Lawinenunfall Kitzbühler Alpen
"Eine Freundin von mir (Stina S.) und ich wollten am Samstag von der Resterhöhe über das Stangenjoch nach Aschau in Tirol abfahren. Wegen der schlechten Sicht verirrten wir uns aber. Bei der Suche nach der richtigen Abfahrt querten wir einen nicht allzu steilen, in westliche Richtung ausgerichteten Hang, den ich fälschlicherweise als nicht lawinengefährdet einschätzte und lösten ein Schneebrett aus. Wir wurden beide sofort umgerissen. Ich rutschte seitlich mit dem Kopf oben talwärts. Ich kann von den ersten Sekunden nicht viel berichten, da ich mich voll auf die Ausloesung des Airbags konzentrierte. Ich zog sofort am Ausloeser (ging problemlos) und der Airbag begann sich aufzublasen. Das Aufblasen ging relativ schnell und ich konzentrierte mich jetzt auf den Weg, den die Lawine nahm.

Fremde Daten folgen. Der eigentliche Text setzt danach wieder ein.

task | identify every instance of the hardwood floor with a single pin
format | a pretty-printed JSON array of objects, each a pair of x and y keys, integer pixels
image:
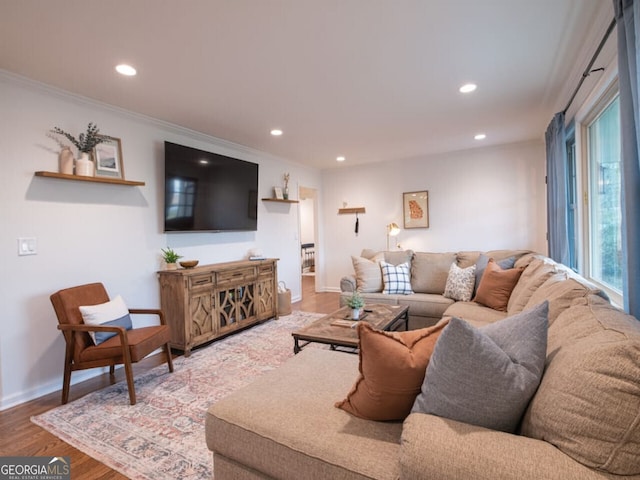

Ich blieb den ganzen Weg in der gleichen Position (ungefähr so wie in einer Wasserrutsche), das heisst die Füße waren talwaerts (Skier am Anfang nicht ausgelöst, gegen Ende hatte einer ausgelöst) und ich in einer halb sitzenden halb liegenden Position mit Blick nach unten. Mein Unterkörper und meine Beine waren in der Lawine und mein Oberkörper und Kopf außerhalb. Ich hatte das Gefühl, dass mir der Airbag Einiges an Auftrieb in der Lawine gab. Nach einigen Metern ging die Lawine ueber eine Kante und in steileres Gelände und beschleunigte. Nichtsdestotrotz ging es für mich in der gleichen Position weiter. Am Talboden wurde das Gelände flacher und verjüngte sich. Dort staute sich der Schnee und ich wurde tiefer eingegraben (allerdings nur bis Brusthöhe). Ich wurde in keinem Moment in der Lawine umhergewirbelt. Das Ziehen des Ballons via Gurt habe ich wahrgenommen und zwar vor allem als die Lawine zum Stillstand kam.
Als ich mein zweites Bein ausgrub fand ich Stinas Ski auf der Höhe meines rechten Unterschenkels. Ihre Bindung hatte zum Glück nicht ausgelöst und so konnte ich sie schnell ausgraben ohne das LVS und die Sonde benutzen zu müssen. Ich legte zunächst ihren Mundbereich frei, damit sie atmen konnte und grub sie dann komplett aus. Bis zum Freilegen des Mundbereichs waren schätzungsweise 6 Minuten vergangen. Sie atmete sofort, war aber die ersten Minuten nicht ansprechbar. Nach weniger Zeit war sie auch ansprechbar. Am Anfang tat ihr noch etwas eines ihrer Beine weh, da sie etwas verdreht in der Lawine lag, aber das gab sich nach einigen Minuten.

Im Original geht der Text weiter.